Edited excerpts from a chat:
Nifty has given negative weekly endings for two consecutive times. How would you go about dealing with the index this week?
Friday’s upmove was encouraging, though not large enough to avoid the week closing in the red for the second consecutive week. In fact the clear break beyond a three day consolidation has given hopes towards a strong uptrend, aiming 26500-27200. However, it cannot be ignored that the previous Friday too had closed on a strong note, raising bullish vibes. But, being in the vicinity of a declining parallel trendline, just as last Friday, a decline ensued in the next few days, which could be expected in the coming week too. We are guarded towards this end, against too much optimism. Inability to clear 26190 will be taken as loss in momentum, while a direct fall below 25970 could invite long liquidation.Defence stocks have seen selling pressure. Do you see chances of bottom fishing?
The Nifty Defense Index has been trading within a narrow band since September, attempting to establish a base near the 7,400 support zone. On the daily charts, this week appears to be marked by consolidation following Monday’s decline. However, the weekly charts have triggered a bearish PSAR breakout, suggesting that downside pressure could persist this week. Any rebound attempts are likely to encounter resistance around the 7,700 level.

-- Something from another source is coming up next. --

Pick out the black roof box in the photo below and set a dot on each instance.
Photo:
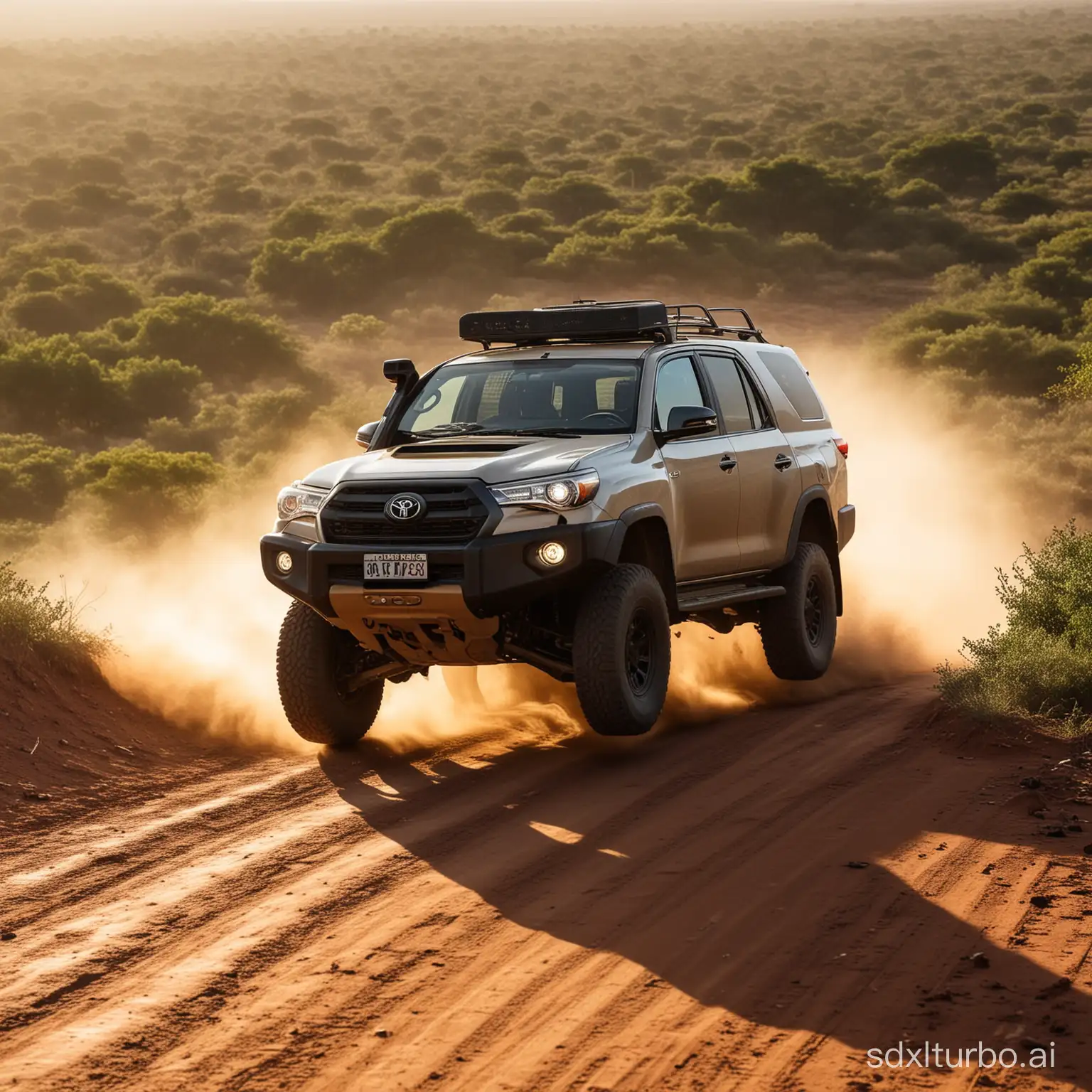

From a derivatives standpoint, Friday’s data showed that nearly 70% of defense stocks witnessed long positions, while the broader weekly trend reflected short additions. Furthermore, close to 80% of near OTM call strikes saw short build-up, reinforcing expectations of continued weakness among derivative traders.
On the stock-specific front, HAL, BEL, Mazdock, BDL, Cochin Shipyard, and GRSE appear vulnerable and may attract further selling in the weeks ahead. Conversely, Solar Industries could provide some support as buying interest is likely to emerge soon.
How do you read the metal rally? Does it display signs of more legs?
The Nifty Metal index broke out of its consolidation range on Friday, forming a strong bullish Marubozu candle. On the weekly charts, the index also closed above the declining trendline resistance, reinforcing a bullish outlook.
Derivative data shows that nearly 70% of stocks added long positions on Friday, and about 70% exhibited either long buildup or short covering on a week-on-week basis, suggesting traders are positioning for further upside in the coming weeks.
From a stock-specific perspective, counters such as Adani Enterprises, JSW Steel, Tata Steel, Vedanta, Hindalco, and Jindal Steel have formed strong reversal patterns on both daily and weekly charts, favoring continued gains in the near term.
IndiGo shares are under selling pressure as investors fear market share loss. How to trade the stock now?
Prolonged selling since late November had pushed the oscillators to oversold levels. Such conditions were prevailing for a few days now, but with positive divergences appearing, the set up now favours a pull back, ideally returning to 5280 levels. Downside markers may be placed near 4730.
Hindustan Zinc shares have been on a sustained rise given the jump in silver prices. Is it time to book profits?
Being at the neckline of a rounded reversal pattern that has been in formation since October 2024, it would be advisable to take some cash off the table, as a bit of profit booking is to be expected. That said, oscillators favours continuing uptrend aiming 630, should decline not extend beyond 515.
Give us your top ideas for the week ahead.
ANANTRAJ (CMP: 550)
View: Buy
Target: 580-600
SL: 514
The stock had been in a downtrend since October but started forming a base earlier this week. It has now created a strong bullish candle on the daily chart, supported by robust volumes and a breakout above the PSAR level, signaling an attempt at reversal by strong hands. On the weekly chart, a hammer pattern has emerged, further reinforcing expectations of an upward move.
We anticipate the stock to advance towards 580 and 600 in the near term. All long positions should be safeguarded with a stop-loss placed below 514.
SEQUENT (CMP: 209)
View: Buy
Target: 220-225
SL: 204
The stock has been under profit booking since November but now appears to be attempting a pullback. On the daily chart, we have observed a PSAR breakout, while the weekly chart shows a bounce from the rising trendline support—both signaling potential upside in the coming week.
We expect the stock to move towards 220 and 225 in the near term. Long positions should be protected with a stop-loss placed below 204.